Une autre maison s’ouvrit encore pour l’écrivain que signalait alors une célébrité croissante, ce fut celle de Grimod de la Reyniere fils, jeune homme spirituel, à l’ame ardente, à la tête un peu faible, qui donnait alors des réunions littéraires de gens choisis tels que Chénier, les Trudaine, Mercier, Fontanes, le comte de Narbonne, le chevalier de Castellane puis Larive, Saint-Prix, etc. La bizarrerie de l’amphitryon éclatait toujours dans l’ordonnance de ses fêtes. Tout. Paris s’occupa de deux grandes fêtes philosophiques que donna La Reynière, dans lesquelles il avait établi des cérémonies selon le goût antique. L’élément moderne était représenté par une abondance extraordinaire de café. Pour être admis, il fallait s’engager à boire vingt-deux demi-tasses au déjeuner. L’après-midi était occupée par des séances d’électricité.
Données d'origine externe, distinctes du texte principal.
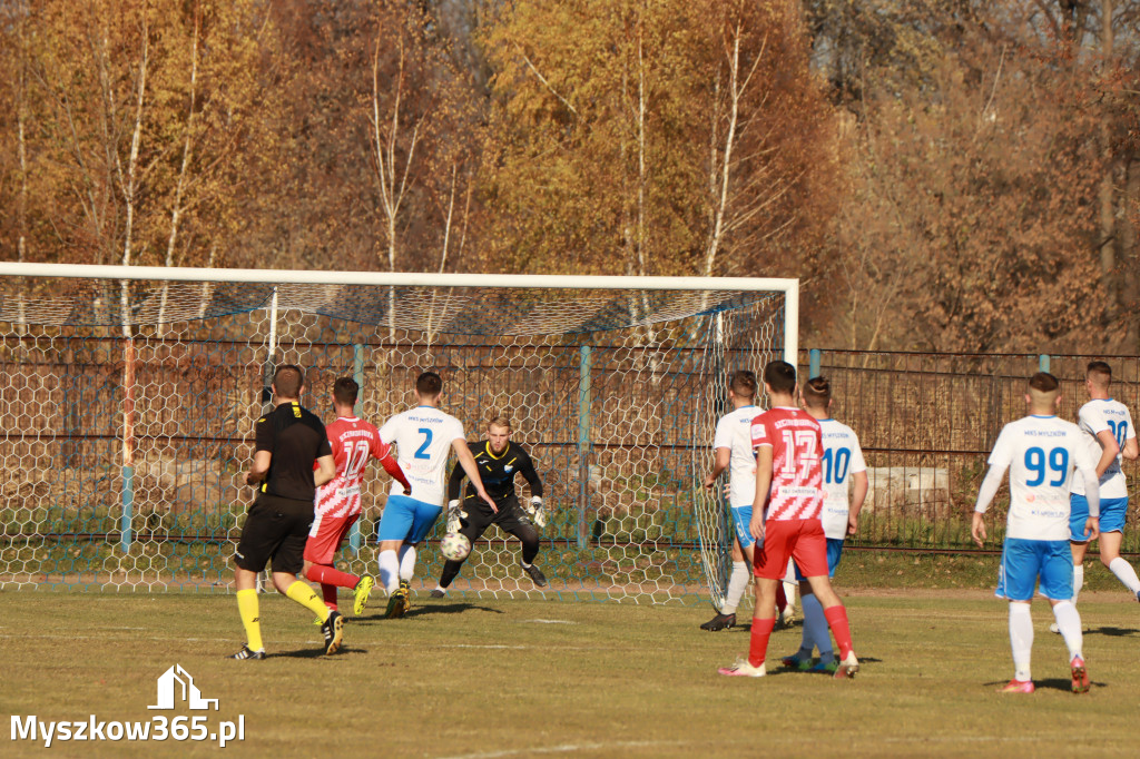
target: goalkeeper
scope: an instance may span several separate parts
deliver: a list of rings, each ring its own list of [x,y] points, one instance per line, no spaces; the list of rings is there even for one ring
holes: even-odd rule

On dînait ensuite à une vaste table ronde dans une salle éclairée par trois cent soixante-six lampions : Un héraut, vêtu d’un costume de Bayard, précédait, la lance à la main, les quatorze services, conduits par La Reynière lui-même en habit noir. Un cortége de cuisiniers et de pages accompagnait les mets servis dans d’énormes plats d’argent, et de jolies servantes en costumes romains, placées près des convives, leur présentaient de longues chevelures pour y essuyer leurs doigts.


IV. – RESTIF COMMUNISTE. – SA VIE PENDANT LA REVOLUTION.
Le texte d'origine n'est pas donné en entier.